20 Oct: We finished the roof on the north side and removed the scaffolding. Tomorrow we start the south side. With the scaffolding, being on the roof was no big deal at all. It was like being on a roof that ended at the ground. I screwed in the lower 4 courses and John did the upper five. The 6th and last panel was done with the wooden ladder resting on the 5th panel, a cleat on the scaffolding holding it firmly in place. There were 6 panels, 45 screws per panel, 270 per side. John marked every screw position on the sheets before we put it up. I started all my holes with a nail but John could just screw them right in. It went like clockwork in about 1 hour and looks perfect. John is meticulous about measuring and it pays off.

21 Oct: Bought another bag of brown roofing screws (15.99) at Home Depot and a 12 gauge 100 foot extension cord: $64.61

22 Oct: Friday. Paid John $640. We've got the south side all sheathed and strapped. Monday we put on the metal.

23 Oct: I'm out of money. Writing checks against my home equity line now. Exchanged the galvanized roof ridge pieces for brown and got 4/2 x 4 x 12s and 10/ 2 x 4 x 8 (precuts, actually) and 30 roofing screws at rk Miles. (The bags I had gotten from HD contain 250 screws. I need 270 per side. I had some extras from doing the house roof but not quite enough for the ridge.)  $41.48 / Credit $32.50.

27 Oct: The roof is on and the gables sheathed except for a small triangle at the top of the west side. After that's done tomorrow, we'll start installing the windows. I got the hang of screwing down the metal and didn't prenail at all of this side. Awesome lunar eclipse happening right now, fully covered, blood red at 11:00 pm.

28 Oct: Installed all the windows today. Paid $16.44 for door hinges and lock set and $10.71 for a piece of red oak for the door sill, both at rk Miles.

29 Oct: Friday. Today was spent solely on the installation of the door. All the jambs, sill, stops had to be made and fitted and the end result was perfect. Paid John $522.89 but $72.89 was for 4 sheets of ½" plywood he picked up for me. As it turns out, we only needed 2 more so now I have 2 extra.

John is done for a while. I've got to get organized out there. I want him to make the stairs but I don't know when yet because the temp stairs work just fine for now.

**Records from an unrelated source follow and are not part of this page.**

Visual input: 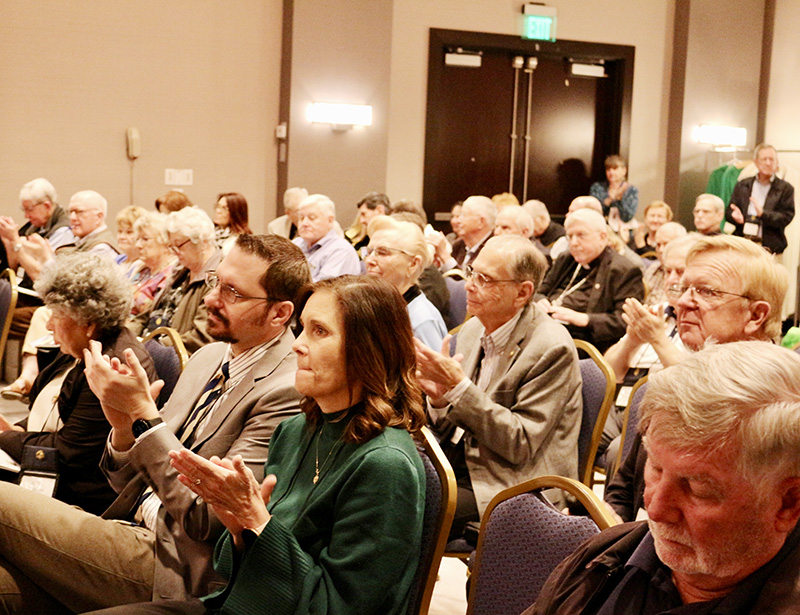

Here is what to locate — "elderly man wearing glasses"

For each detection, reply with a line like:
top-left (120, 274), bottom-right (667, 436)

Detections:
top-left (138, 207), bottom-right (221, 354)
top-left (414, 235), bottom-right (582, 545)
top-left (604, 234), bottom-right (788, 524)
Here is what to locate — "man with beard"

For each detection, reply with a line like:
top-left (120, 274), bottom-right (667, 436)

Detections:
top-left (0, 235), bottom-right (310, 614)
top-left (524, 341), bottom-right (800, 614)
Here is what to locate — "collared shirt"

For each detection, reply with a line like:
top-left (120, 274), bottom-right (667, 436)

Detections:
top-left (750, 175), bottom-right (774, 215)
top-left (108, 335), bottom-right (281, 530)
top-left (293, 229), bottom-right (360, 282)
top-left (75, 224), bottom-right (119, 260)
top-left (462, 230), bottom-right (494, 269)
top-left (444, 307), bottom-right (525, 404)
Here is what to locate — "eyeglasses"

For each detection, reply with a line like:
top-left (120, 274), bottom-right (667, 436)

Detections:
top-left (364, 246), bottom-right (414, 259)
top-left (667, 283), bottom-right (750, 303)
top-left (135, 235), bottom-right (153, 244)
top-left (169, 238), bottom-right (192, 253)
top-left (205, 271), bottom-right (270, 304)
top-left (465, 265), bottom-right (518, 288)
top-left (68, 208), bottom-right (98, 217)
top-left (20, 201), bottom-right (46, 214)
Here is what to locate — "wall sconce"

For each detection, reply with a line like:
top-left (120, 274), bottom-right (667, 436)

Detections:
top-left (693, 124), bottom-right (747, 148)
top-left (308, 102), bottom-right (373, 131)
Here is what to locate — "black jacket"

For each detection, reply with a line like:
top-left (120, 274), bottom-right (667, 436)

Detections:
top-left (726, 176), bottom-right (795, 254)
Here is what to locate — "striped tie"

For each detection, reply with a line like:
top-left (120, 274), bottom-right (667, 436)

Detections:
top-left (177, 361), bottom-right (229, 446)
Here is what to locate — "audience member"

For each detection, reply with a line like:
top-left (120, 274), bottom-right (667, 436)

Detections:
top-left (642, 221), bottom-right (686, 306)
top-left (88, 275), bottom-right (427, 615)
top-left (692, 193), bottom-right (724, 236)
top-left (0, 177), bottom-right (73, 275)
top-left (128, 213), bottom-right (177, 324)
top-left (525, 342), bottom-right (800, 614)
top-left (268, 187), bottom-right (307, 239)
top-left (590, 154), bottom-right (638, 223)
top-left (415, 235), bottom-right (582, 541)
top-left (494, 205), bottom-right (534, 238)
top-left (0, 235), bottom-right (309, 613)
top-left (430, 195), bottom-right (496, 271)
top-left (548, 195), bottom-right (603, 261)
top-left (366, 216), bottom-right (447, 349)
top-left (345, 191), bottom-right (390, 255)
top-left (139, 207), bottom-right (221, 353)
top-left (0, 253), bottom-right (156, 514)
top-left (491, 191), bottom-right (520, 210)
top-left (293, 194), bottom-right (360, 281)
top-left (445, 201), bottom-right (463, 244)
top-left (726, 143), bottom-right (795, 255)
top-left (537, 208), bottom-right (645, 352)
top-left (114, 205), bottom-right (147, 274)
top-left (605, 234), bottom-right (788, 522)
top-left (155, 190), bottom-right (192, 214)
top-left (599, 233), bottom-right (698, 469)
top-left (212, 192), bottom-right (252, 255)
top-left (628, 200), bottom-right (673, 255)
top-left (524, 199), bottom-right (565, 250)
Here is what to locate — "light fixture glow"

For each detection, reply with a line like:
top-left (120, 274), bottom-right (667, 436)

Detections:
top-left (308, 102), bottom-right (373, 130)
top-left (693, 125), bottom-right (747, 147)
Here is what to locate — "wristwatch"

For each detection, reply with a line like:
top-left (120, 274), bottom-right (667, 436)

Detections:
top-left (131, 417), bottom-right (164, 438)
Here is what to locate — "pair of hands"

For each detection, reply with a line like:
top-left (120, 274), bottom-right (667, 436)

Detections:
top-left (536, 298), bottom-right (590, 327)
top-left (621, 298), bottom-right (666, 345)
top-left (729, 197), bottom-right (763, 225)
top-left (82, 339), bottom-right (273, 546)
top-left (413, 336), bottom-right (465, 407)
top-left (607, 181), bottom-right (629, 202)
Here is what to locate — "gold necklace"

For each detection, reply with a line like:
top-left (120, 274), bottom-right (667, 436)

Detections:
top-left (313, 424), bottom-right (340, 484)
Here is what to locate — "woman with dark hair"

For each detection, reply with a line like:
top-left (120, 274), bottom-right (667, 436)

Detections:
top-left (87, 275), bottom-right (427, 615)
top-left (213, 192), bottom-right (252, 254)
top-left (589, 154), bottom-right (639, 223)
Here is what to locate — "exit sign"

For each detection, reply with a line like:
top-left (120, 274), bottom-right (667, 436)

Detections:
top-left (522, 4), bottom-right (557, 41)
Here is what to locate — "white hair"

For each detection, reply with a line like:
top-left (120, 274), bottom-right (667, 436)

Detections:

I filled the cavities around windows and door with spray foam. The exterior side of the door has to be stripped and stained and I am going to fill the glass panel opening with 5/4 wood. The exterior door and window trim will be part of the siding so that won't get done until next year. I need to get the roughcut board and batten siding ordered so it can season but I have to recoup my expenses first.

About the windows and door: The two matching pair on the south side are steel clad thermopane. Mom got them at the Lion's auction two years ago for $2.00 for both. The 6 lite casement window with storms was $40 at this year's Lions auction and the small double hung with storms on the east side was $10 at the yard sale last year. The door I've had for a few years and I don't know if I paid anything for it. It is 1¾" solid wood, 36" wide.

October 20
October 21
October 22, south side sheathing in progress
October 29
October 29
October 29

Oct 30 Returned one roll of felt paper. Credit $14.82.
Bought a 5/4 x 10 x 10 at Greenberg's which is for the empty door panel. $20.44

25 Sept 2019: Bought 6 hemlock barn boards from Dorr - $30.82

29 Sept 2019: Bought cove siding for gable ends at Paulson's - $421.85

10 Oct 2019: Finally got most of the siding up on west side. Gables will be horizontal cove lap.